New Memo from the Bishops Says HHS Mandate “Radically Flawed”

New Memo from the Bishops Says HHS Mandate “Radically Flawed” April 5, 2012

From the National Catholic Register yesterday, details of a March 29 memorandum addressing the problems with the HHS Mandate.

The U.S. bishops said that the government’s latest recommendations on its federal contraception mandate fail to address religious-freedom concerns.

In a March 29 memo, they said the mandate “still forces us to act against our conscience and teaching” and that the only real solution is to allow individuals and institutions to offer insurance plans that align with their moral convictions.
No matter what mechanisms are chosen to fund and administrate the mandate, religious individuals and institutions will be prohibited from providing health coverage that is “consistent with their values,” the bishops explained.
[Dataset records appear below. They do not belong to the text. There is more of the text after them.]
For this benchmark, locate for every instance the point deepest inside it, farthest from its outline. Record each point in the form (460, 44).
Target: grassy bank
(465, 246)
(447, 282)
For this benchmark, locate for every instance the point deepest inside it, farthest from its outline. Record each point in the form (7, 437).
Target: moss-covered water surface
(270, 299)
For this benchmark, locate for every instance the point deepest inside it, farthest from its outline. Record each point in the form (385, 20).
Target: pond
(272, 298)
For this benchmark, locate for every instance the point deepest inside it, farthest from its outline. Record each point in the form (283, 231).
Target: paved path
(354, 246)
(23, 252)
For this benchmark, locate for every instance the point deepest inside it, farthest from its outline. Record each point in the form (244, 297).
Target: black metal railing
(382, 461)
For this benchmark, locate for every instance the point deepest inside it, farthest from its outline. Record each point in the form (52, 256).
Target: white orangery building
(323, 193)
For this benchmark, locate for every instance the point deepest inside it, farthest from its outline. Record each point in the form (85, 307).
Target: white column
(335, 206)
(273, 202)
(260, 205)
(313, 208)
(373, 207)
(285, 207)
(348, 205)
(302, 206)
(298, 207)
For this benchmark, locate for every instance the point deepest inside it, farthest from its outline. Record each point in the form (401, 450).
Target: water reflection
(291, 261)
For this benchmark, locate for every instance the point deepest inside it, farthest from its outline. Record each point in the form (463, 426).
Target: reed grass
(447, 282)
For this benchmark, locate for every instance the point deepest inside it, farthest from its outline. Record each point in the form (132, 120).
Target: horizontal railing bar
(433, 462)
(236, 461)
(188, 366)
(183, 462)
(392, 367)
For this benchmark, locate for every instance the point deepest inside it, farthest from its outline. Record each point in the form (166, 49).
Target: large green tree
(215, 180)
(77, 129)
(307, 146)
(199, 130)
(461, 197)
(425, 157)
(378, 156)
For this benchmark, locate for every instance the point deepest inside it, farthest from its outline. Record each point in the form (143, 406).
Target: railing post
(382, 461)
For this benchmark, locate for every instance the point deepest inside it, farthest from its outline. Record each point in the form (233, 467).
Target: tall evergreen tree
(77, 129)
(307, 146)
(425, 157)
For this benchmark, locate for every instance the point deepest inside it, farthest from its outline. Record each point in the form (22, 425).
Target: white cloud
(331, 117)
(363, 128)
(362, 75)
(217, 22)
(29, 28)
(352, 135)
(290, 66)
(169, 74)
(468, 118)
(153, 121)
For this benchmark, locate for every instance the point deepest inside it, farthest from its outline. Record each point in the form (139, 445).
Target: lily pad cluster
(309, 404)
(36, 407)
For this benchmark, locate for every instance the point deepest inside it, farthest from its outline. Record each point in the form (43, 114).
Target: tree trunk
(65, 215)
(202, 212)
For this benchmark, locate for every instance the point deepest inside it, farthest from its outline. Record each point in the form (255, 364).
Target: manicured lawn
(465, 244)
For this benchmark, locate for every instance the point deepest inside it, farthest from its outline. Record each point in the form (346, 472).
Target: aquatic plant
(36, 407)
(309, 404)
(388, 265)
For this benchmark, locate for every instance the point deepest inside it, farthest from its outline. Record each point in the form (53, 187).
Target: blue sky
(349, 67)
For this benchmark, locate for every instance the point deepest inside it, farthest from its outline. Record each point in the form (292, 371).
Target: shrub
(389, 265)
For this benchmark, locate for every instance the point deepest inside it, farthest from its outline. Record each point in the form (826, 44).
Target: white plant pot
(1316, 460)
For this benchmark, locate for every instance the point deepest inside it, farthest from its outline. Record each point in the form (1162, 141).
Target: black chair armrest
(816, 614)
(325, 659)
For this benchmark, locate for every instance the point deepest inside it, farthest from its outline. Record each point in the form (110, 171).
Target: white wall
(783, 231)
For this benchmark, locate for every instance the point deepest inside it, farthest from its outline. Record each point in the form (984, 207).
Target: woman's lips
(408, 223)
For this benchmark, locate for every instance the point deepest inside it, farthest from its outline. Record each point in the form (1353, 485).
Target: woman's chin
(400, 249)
In the memo, the bishops commented on the latest development in an ongoing controversy surrounding a federal mandate that will require employers to provide health insurance plans that cover contraception, sterilization and abortion-inducing drugs, even if doing so violates their conscience.

The mandate, announced on Jan. 20, has come under fire from numerous groups and individuals for infringing upon the religious freedom of those who object to such coverage.

A new advance notice of proposed rulemaking published by the Obama administration on March 21 outlines various recommendations for different ways to implement the mandate as it will apply to religious organizations that oppose the required coverage.

The administration has requested public comment on the proposals until June 19.
The bishops acknowledged that the “tentative and complex” proposals are very detailed and “demand further study.”

However, they said that their initial analysis suggests that they “are still faced with the same fundamental issues” identified in their previous statement, “United for Religious Freedom.”

Go read the rest.

Have you given the Administration your own personal feedback on the HHS Mandate yet? You have until mid-June. Go here to find the link, and see what Joe Six-Pack wrote.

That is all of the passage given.